Panic buying was spreading around the UK today as retailers reported a surge in sales and one police force even began asking petrol stations to close temporarily for safety reasons.
There was also a run on jerry cans as worried motorists took the controversial advice of Cabinet minister Francis Maude to stockpile fuel.
Motoring organisations laid the blame for the panic buying firmly at the door of the government.
AA president Edmund King said: “There is no fuel tanker strike and therefore if drivers followed normal fuel buying patterns there would be no fuel shortage whatsoever.
“We now have self-inflicted shortages due to poor advice about topping up the tank and hoarding in jerry cans. This in turn has led to localised shortages, queues and some profiteering at the pumps.”
Mr King continued: “Even if we do have a strike which is unlikely, there will be seven days’ notice of strike action, and therefore time for drivers to fill up. The AA has advised all along that drivers should follow their normal fuel buying patterns.

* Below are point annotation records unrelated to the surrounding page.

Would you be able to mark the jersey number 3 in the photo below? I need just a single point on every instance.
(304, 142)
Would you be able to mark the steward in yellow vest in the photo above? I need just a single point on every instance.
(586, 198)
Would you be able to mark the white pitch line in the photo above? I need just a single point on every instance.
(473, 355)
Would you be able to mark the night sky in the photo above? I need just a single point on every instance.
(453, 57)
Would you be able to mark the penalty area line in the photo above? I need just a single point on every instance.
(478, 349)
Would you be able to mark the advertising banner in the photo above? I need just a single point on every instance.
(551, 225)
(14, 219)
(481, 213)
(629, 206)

“Theoretically if 30 million cars with half full tanks are advised to fill up over 24 hours, this means that 750 million litres of fuel would be sold, whereas average sales over 24 hours would be 90 million litres. Hence the top-up advice means that demand for fuel has increased more than seven-fold. So it is no surprise that the ’top-up’ advice has led to shortages.”
Dorset Police also urged the public not to panic buy and began asking petrol stations to close temporarily to stop motorists “queuing irresponsibly” and causing a danger to others.
Chief Inspector Nick Maton said: “There is no disruption to the fuel supply in the UK and members of the public should not panic buy.
“The actions of some motorists in queuing irresponsibly at petrol stations is causing danger to other road users.
“Police are taking action, requesting petrol stations to close temporarily in order to keep traffic flowing.
“Once the queues have dispersed, the petrol stations may reopen for short periods.”
Later, Dorset Police said the force was not closing all petrol stations in the county.
“Dorset Police will only be requesting the closure of the petrol stations worst affected by congestion in order to keep traffic flowing,” a spokeswoman said.
“Requests of this nature will be made direct from Dorset Police officers to designated petrol stations where necessary.”
Fire service officials have warned of the dangers of stockpiling petrol.
But despite this, sales of jerry cans and other fuel containers have soared.
Halfords reported sales of fuel cans up 225% compared with this time last year with motorists buying in “the thousands”.
Halfords commercial director Paul MClenaghan said: “It is clear that there is an element of panic buying with customers telling us they want to be prepared for any industrial action.
“Sales started rising dramatically after the Government issued their warning and advised motorists to fill up.”